La Gdf ha sequestrato 8,8 milioni di giovattoli pericolosi
In questo periodo vengono acquistati oltre il 60% dei giocattoli dell'anno e occorre fare più attenzione agli acquisti sicuri. Solo nel 2010 la Guardia di Finanza ha sequestrato 8,8 milioni di giocattoli pericolosi e 10,3 milioni di pezzi contraffatti, che possono essere nocivi o ingeriti dai bambini. «Si tratta - ha detto il vicepresidente della Commisione Ue, Antonio Tajani, che ha lanciato l'iniziativa in un negozio di giocattoli del centro Roma, con i vicepresidenti del Parlamento Europeo Roberta Angelillo e Gianni Pittella - di una campagna per difendere i bambini, l'industria europea dei giocattoli e il commercio onesto. L'Europa ha fatto delle buone regole, bisogna che gli Stati verifichino con i controlli nei magazzini e sui giocattoli importati».

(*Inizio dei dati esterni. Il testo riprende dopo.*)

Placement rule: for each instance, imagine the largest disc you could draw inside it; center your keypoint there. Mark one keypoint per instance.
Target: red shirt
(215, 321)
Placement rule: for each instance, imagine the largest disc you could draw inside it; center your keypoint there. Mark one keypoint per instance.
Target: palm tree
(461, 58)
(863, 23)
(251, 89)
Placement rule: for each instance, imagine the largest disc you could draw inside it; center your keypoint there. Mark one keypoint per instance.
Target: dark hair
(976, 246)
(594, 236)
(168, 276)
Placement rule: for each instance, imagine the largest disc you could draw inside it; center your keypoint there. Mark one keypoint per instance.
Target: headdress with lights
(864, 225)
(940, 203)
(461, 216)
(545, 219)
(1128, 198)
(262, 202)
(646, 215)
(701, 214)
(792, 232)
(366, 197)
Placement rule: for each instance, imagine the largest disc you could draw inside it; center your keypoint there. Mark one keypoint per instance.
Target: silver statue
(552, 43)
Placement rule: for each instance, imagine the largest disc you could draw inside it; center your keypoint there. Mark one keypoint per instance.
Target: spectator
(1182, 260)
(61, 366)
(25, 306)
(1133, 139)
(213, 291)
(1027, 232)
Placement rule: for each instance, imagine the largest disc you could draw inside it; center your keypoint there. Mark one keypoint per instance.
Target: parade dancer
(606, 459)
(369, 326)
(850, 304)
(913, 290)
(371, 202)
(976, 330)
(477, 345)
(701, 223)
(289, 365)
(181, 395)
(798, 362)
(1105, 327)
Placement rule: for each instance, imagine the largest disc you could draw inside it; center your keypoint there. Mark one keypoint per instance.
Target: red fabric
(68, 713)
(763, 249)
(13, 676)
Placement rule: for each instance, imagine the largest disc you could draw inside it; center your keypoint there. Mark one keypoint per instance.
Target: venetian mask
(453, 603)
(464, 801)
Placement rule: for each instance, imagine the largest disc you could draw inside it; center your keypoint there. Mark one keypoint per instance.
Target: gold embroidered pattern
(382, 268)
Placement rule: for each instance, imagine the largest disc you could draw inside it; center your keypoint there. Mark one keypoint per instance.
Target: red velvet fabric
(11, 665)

Le regole in vigore da luglio 2011
Da luglio 2011, ricorda la commissione in una nota, i giocattoli venduti nei Paesi dell'Unione europea devono rispondere ai requisiti di sicurezza e sistemi di controllo più rigorosi al mondo grazie all'entrata in vigore, il 20 luglio, della nuova direttiva europea sulla sicurezza dei giocattoli. Un giocattolo davvero sicuro, non deve rispettare solo gli standard e regole o la marcatura europea. La sicurezza dipende, infatti, anche dall'utilizzo del giocattolo in relazione all'età del bambino cui é destinato. A cosa devono prestare attenzione i genitori prima di mettere nelle mani dei propri bambini i giocattoli? Un videoclip é a disposizione su internet insieme a consigli e cartoline che vengono distribuite dalle centinaia di negozi che in tutta europea hanno aderito alla campagna. Bruxelles sottolinea come oltre il 25% dei prodotti identificati come "non sicuri" che entrano nella Ue sono giocattoli. La stragrande maggioranza di questi proviene dalla Cina.

Tanti i rischi per la salute dei bambini
Ecco qualche esempio sui rischi per la sicurezza e salute dei bambini vi sono: a volte sono presenti parti o frammenti di giochi che possono essere ingoiati da bambini con rischio di soffocamento (tra cui anche pupazzi o figurine mescolati al cibo senza apposito involucro a parte). Ma ci sono anche fasciatoio o seggioloni poco stabili che rischiano di intrappolare il bambino Poi i cosiddetti ftalati, sostanze chimiche che hanno la proprietà di ammorbidire la plastica utilizzati all'interno di giocattoli o biberon, che danneggiano fegato e reni. Poi imitazioni di pupazzetti e bambole estremamente infiammabili in quanto trattati con vernici non conformi. Ci sono, poi, sostanze chimiche ritardanti di fiamma presenti in alcuni giocattoli che causano addirittura alterazioni al sistema nervoso, possibili effetti negativi sulla crescita e sullo sviluppo e danni al sistema ormonale. (N.Co.)